The obvious place to start when considering this is in the changes in work over this time. The last half-century has seen Britain’s manufacturing economy spiral downwards, as more and more of us lay down tools and pick up keyboards- the current ‘average job’ for a Briton involves working in an office somewhere. Probably in Sales, or Marketing. This kind of job involves chiefly working our minds, crunching numbers, thinking through figures and making it far harder for us to ‘switch off’ from our work mentality than if it were centred on how much our muscles hurt. It also makes it far easier to justify staying for overtime and to ‘just finish that last bit’, partly because not being physically tired makes it easier and also because the kind of work given to an office worker is more likely to be centred around individual mini-projects than simply punching rivets or controlling a machine for hours on end. And of course, as some of us start to stay for longer, so our competitive instinct causes the rest of us to as well.
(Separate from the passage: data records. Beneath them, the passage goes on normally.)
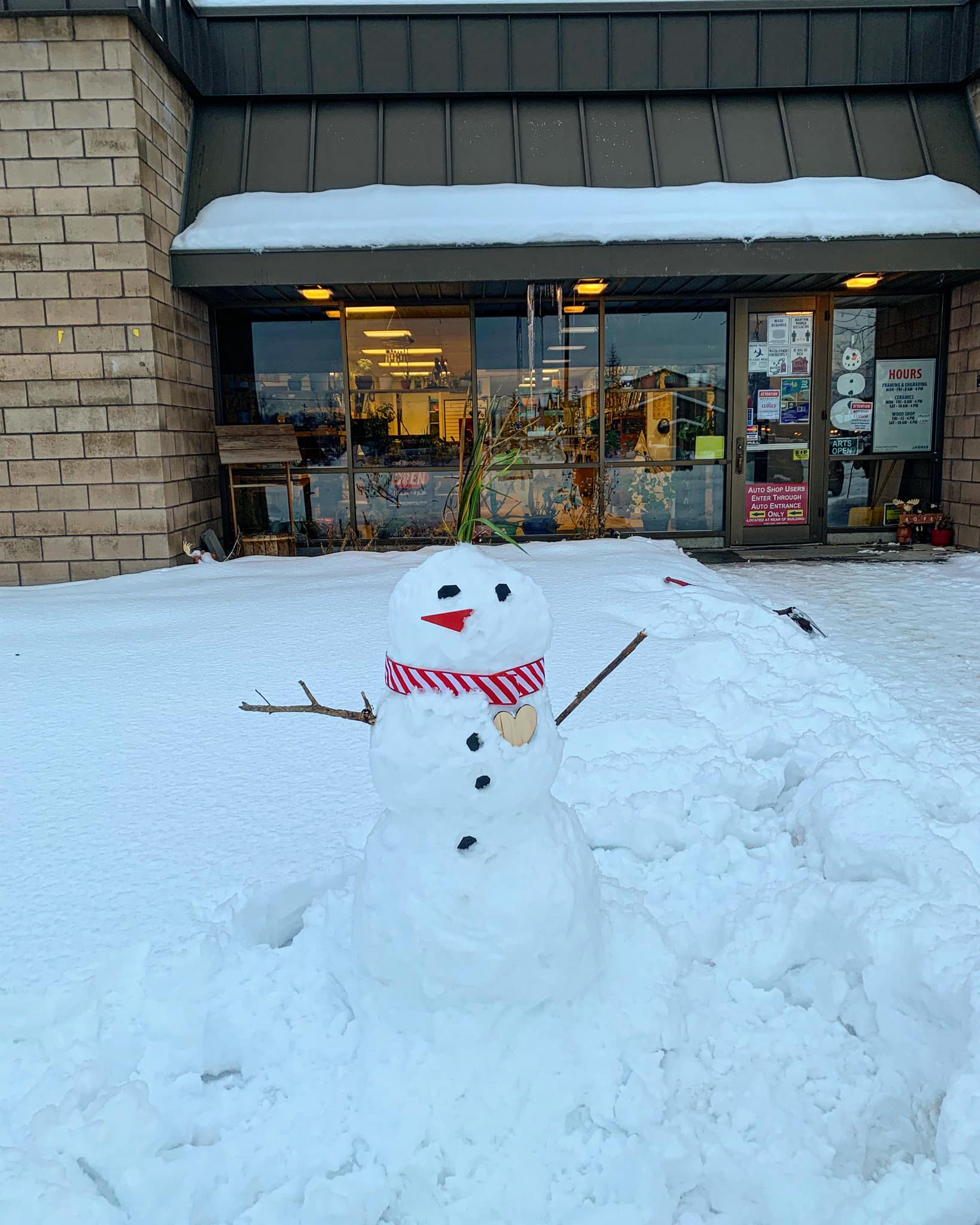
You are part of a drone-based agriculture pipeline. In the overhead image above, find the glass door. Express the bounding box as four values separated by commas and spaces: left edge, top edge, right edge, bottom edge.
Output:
729, 298, 829, 544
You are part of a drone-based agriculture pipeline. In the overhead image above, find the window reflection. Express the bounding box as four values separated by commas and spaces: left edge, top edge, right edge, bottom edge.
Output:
346, 306, 471, 468
604, 301, 726, 461
476, 304, 599, 464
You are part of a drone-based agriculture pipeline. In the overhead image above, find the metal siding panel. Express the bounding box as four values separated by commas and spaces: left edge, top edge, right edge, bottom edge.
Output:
258, 17, 310, 93
857, 8, 909, 84
360, 17, 409, 95
511, 17, 559, 93
661, 14, 708, 90
381, 98, 446, 186
186, 102, 245, 226
459, 17, 511, 93
559, 17, 609, 93
517, 98, 586, 187
310, 17, 360, 93
809, 8, 857, 84
586, 98, 654, 187
915, 87, 980, 191
758, 12, 809, 90
711, 12, 758, 90
449, 98, 517, 182
314, 102, 378, 191
245, 102, 310, 191
410, 17, 459, 93
718, 93, 793, 182
909, 8, 953, 84
650, 97, 722, 187
783, 93, 860, 178
208, 19, 260, 93
609, 14, 659, 91
850, 90, 926, 179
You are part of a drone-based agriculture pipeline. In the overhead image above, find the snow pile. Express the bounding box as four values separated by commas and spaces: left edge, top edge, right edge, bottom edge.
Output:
0, 540, 980, 1225
172, 175, 980, 254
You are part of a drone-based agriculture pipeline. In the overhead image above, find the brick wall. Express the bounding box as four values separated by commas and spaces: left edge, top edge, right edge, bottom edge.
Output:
0, 16, 221, 584
942, 81, 980, 549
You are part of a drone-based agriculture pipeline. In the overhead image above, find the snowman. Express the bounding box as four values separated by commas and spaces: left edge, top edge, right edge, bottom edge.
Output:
354, 544, 600, 1010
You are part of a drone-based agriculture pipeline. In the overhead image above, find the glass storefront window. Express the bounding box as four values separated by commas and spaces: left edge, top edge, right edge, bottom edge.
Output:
346, 306, 471, 468
604, 301, 728, 461
218, 312, 346, 467
476, 303, 599, 464
605, 464, 725, 533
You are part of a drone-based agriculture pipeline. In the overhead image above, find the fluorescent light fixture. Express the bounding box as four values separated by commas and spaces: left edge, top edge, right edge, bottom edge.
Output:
844, 272, 882, 289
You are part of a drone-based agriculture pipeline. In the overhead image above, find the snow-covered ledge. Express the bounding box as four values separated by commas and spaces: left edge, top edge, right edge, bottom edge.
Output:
173, 175, 980, 252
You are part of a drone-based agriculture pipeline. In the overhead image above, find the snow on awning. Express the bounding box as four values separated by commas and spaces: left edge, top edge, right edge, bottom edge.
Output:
173, 175, 980, 254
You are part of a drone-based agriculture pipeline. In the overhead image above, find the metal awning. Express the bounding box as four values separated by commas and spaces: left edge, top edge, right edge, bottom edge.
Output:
172, 88, 980, 288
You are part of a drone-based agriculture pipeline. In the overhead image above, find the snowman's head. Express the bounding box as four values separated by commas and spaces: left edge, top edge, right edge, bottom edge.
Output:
388, 544, 551, 672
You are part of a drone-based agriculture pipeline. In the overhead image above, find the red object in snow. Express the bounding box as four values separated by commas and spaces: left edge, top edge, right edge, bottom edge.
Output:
422, 609, 473, 633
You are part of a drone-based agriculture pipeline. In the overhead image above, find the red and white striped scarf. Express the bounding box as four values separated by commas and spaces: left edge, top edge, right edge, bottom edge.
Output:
385, 656, 544, 706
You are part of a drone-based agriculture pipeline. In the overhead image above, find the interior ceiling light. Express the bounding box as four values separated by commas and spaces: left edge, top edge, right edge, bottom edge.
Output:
844, 272, 882, 289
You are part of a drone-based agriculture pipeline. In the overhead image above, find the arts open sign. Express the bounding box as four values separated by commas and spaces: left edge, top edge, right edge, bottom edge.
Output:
745, 482, 809, 527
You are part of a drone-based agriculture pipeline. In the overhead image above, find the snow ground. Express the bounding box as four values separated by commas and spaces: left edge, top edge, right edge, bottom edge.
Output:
0, 540, 980, 1225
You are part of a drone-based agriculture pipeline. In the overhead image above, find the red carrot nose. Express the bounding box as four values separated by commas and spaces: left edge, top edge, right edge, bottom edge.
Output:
422, 609, 473, 633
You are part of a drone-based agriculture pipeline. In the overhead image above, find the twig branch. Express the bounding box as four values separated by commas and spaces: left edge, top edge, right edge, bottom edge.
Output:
240, 681, 378, 724
555, 630, 647, 725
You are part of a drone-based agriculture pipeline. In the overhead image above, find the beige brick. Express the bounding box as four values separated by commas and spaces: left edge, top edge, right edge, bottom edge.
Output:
0, 538, 41, 561
41, 537, 92, 561
4, 408, 54, 431
0, 98, 52, 132
0, 299, 44, 328
23, 72, 78, 99
0, 245, 41, 272
14, 511, 65, 535
44, 298, 99, 327
52, 102, 109, 129
0, 434, 32, 459
21, 560, 71, 587
29, 127, 84, 157
71, 272, 123, 298
6, 159, 59, 187
51, 353, 103, 379
55, 404, 108, 434
0, 353, 51, 380
80, 379, 130, 404
48, 42, 104, 69
0, 485, 38, 511
88, 485, 139, 507
92, 531, 144, 561
69, 561, 119, 583
0, 187, 34, 217
61, 459, 112, 485
34, 434, 82, 463
34, 187, 88, 217
27, 379, 78, 408
65, 217, 119, 243
41, 243, 95, 272
36, 480, 88, 511
0, 72, 23, 102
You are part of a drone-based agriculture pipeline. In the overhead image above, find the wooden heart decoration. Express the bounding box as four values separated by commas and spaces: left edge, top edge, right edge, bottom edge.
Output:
494, 706, 538, 747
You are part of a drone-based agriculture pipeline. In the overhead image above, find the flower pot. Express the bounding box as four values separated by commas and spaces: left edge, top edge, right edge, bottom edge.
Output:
521, 514, 559, 535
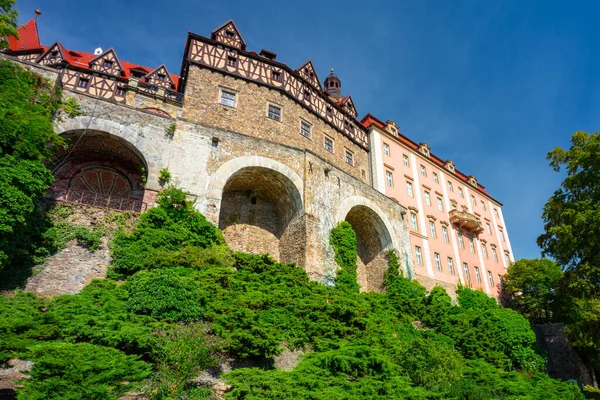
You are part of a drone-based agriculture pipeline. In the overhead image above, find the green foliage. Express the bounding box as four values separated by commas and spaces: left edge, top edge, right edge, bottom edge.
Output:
329, 221, 360, 293
112, 187, 224, 276
126, 269, 203, 321
165, 124, 177, 139
503, 258, 572, 323
0, 59, 62, 271
150, 323, 223, 399
18, 343, 150, 400
0, 0, 19, 50
158, 168, 171, 185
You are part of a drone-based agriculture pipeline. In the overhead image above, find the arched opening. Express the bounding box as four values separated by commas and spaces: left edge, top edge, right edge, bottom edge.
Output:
346, 205, 393, 291
219, 166, 306, 265
48, 130, 148, 212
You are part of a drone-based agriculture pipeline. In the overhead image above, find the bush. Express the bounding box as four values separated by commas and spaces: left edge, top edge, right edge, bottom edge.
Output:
125, 269, 203, 321
17, 343, 150, 400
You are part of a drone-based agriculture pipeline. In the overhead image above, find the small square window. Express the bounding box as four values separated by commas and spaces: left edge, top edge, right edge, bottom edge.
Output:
220, 89, 236, 107
346, 150, 354, 165
323, 136, 333, 153
267, 104, 281, 121
77, 78, 90, 89
300, 120, 312, 139
385, 171, 394, 187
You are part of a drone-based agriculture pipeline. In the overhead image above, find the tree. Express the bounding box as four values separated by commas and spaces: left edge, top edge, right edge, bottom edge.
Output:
0, 0, 19, 49
503, 259, 564, 323
538, 131, 600, 299
0, 59, 63, 271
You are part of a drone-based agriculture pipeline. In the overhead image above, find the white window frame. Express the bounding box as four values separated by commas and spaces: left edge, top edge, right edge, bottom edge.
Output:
267, 102, 283, 122
415, 246, 423, 265
385, 170, 394, 187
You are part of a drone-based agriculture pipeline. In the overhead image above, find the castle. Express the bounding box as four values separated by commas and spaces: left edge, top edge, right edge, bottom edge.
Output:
2, 19, 513, 295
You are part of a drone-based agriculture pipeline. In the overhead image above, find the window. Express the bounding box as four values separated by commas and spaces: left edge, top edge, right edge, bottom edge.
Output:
429, 221, 437, 238
267, 104, 281, 121
77, 78, 90, 89
410, 213, 419, 231
323, 136, 333, 153
415, 246, 423, 265
442, 226, 450, 243
220, 89, 235, 107
346, 149, 354, 165
433, 253, 442, 271
300, 120, 311, 139
463, 263, 471, 281
448, 257, 454, 275
385, 171, 394, 187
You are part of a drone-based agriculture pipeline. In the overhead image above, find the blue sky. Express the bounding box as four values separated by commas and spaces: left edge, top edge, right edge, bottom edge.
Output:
17, 0, 600, 258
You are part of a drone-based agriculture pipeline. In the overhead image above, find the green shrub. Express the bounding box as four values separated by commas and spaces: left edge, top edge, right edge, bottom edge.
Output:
329, 221, 360, 293
125, 269, 203, 321
18, 343, 150, 400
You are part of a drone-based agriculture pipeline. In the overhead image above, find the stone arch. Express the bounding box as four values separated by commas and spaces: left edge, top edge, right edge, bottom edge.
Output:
208, 156, 306, 266
336, 196, 398, 291
49, 127, 148, 211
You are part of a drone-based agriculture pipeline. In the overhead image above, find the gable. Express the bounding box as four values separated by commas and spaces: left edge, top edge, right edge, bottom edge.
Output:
210, 20, 246, 50
37, 42, 67, 65
296, 60, 321, 89
90, 49, 123, 76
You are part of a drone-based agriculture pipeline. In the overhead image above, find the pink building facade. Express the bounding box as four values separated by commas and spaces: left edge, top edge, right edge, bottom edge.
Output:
362, 114, 514, 296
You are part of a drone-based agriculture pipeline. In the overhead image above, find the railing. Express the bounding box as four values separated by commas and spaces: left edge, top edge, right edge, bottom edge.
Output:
448, 210, 483, 233
135, 81, 183, 103
45, 188, 148, 213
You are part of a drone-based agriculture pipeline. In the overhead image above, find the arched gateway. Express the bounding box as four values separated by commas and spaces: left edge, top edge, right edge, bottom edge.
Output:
208, 156, 306, 265
336, 196, 396, 291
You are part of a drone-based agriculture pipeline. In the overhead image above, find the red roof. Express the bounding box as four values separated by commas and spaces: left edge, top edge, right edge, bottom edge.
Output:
8, 19, 179, 88
360, 114, 491, 197
8, 19, 42, 51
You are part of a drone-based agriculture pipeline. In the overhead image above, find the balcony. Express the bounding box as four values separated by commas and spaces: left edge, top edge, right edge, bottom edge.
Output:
448, 210, 483, 233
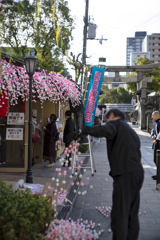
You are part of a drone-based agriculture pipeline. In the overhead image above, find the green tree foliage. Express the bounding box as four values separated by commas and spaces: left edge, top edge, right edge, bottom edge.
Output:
99, 86, 132, 104
0, 181, 54, 240
0, 0, 74, 72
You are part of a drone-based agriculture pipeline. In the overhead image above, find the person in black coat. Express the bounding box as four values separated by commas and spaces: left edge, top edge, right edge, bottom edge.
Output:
151, 111, 160, 180
63, 110, 75, 166
82, 109, 144, 240
43, 114, 57, 167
In the modern age, switching off from a modern work mindset has been made even harder since the invention of the laptop and, especially, the smartphone. The laptop allowed us to check our emails or work on a project at home, on a train or wherever we happened to be- the smartphone has allowed us to keep in touch with work at every single waking moment of the day, making it very difficult for us to ‘switch work off’. It has also made it far easier to work at home, which for the committed worker can make it even harder to formally end the day when there are no colleagues or bosses telling you it’s time to go home. This spread of technology into our lives is thought to lead to an increase in levels of dopamine, a sort of pick-me-up drug the body releases after exposure to adrenaline, which can frazzle our pre-frontal cortex and leave someone feeling drained and unfocused- obvious signs of being overworked

Then there is the issue of competition. In the past, competition in industry would usually have been limited to a few other industries in the local area- in the grand scheme of things, this could perhaps be scaled up to cover an entire country. The existence of trade unions helped prevent this competition from causing problems- if everyone is desperate for work, as occurred with depressing regularity during the Great Depression in the USA, they keep trying to offer their services as cheaply as possible to try and bag the job, but if a trade union can be use to settle and standardise prices then this effect is halted. However, in the current age of everywhere being interconnected, competition in big business can occur from all over the world. To guarantee that they keep their job, people have to try to work as hard as they can for as long as they can, lengthening the working week still further. Since trade unions are generally limited to a single country, their powers in this situation are rather limited.

So, that’s the trend as it is- but is it feasible that we will ever live the life of luxury, with robots doing all our work, that seemed the summit of Churchill’s thinkings. In short: no. Whilst a three-day weekend is perhaps not too unfeasible, I just don’t think human nature would allow us to laze about all day, every day for the whole of our lives and do absolutely nothing with it, if only for the reasons explained above. Plus, constant rest would simply sanitise us to the concept, it becoming so normal that we simply could not envisage the concept of work at all. Thus, all the stresses that were once taken up with work worries would simply be transferred to ‘rest worries’, resulting in us not being any happier after all, and defeating the purpose of having all the rest in the first place. In short, we need work to enjoy play.

Plus, if robots ran everything and nobody worked them, it’d only be a matter of time before they either all broke down or took over.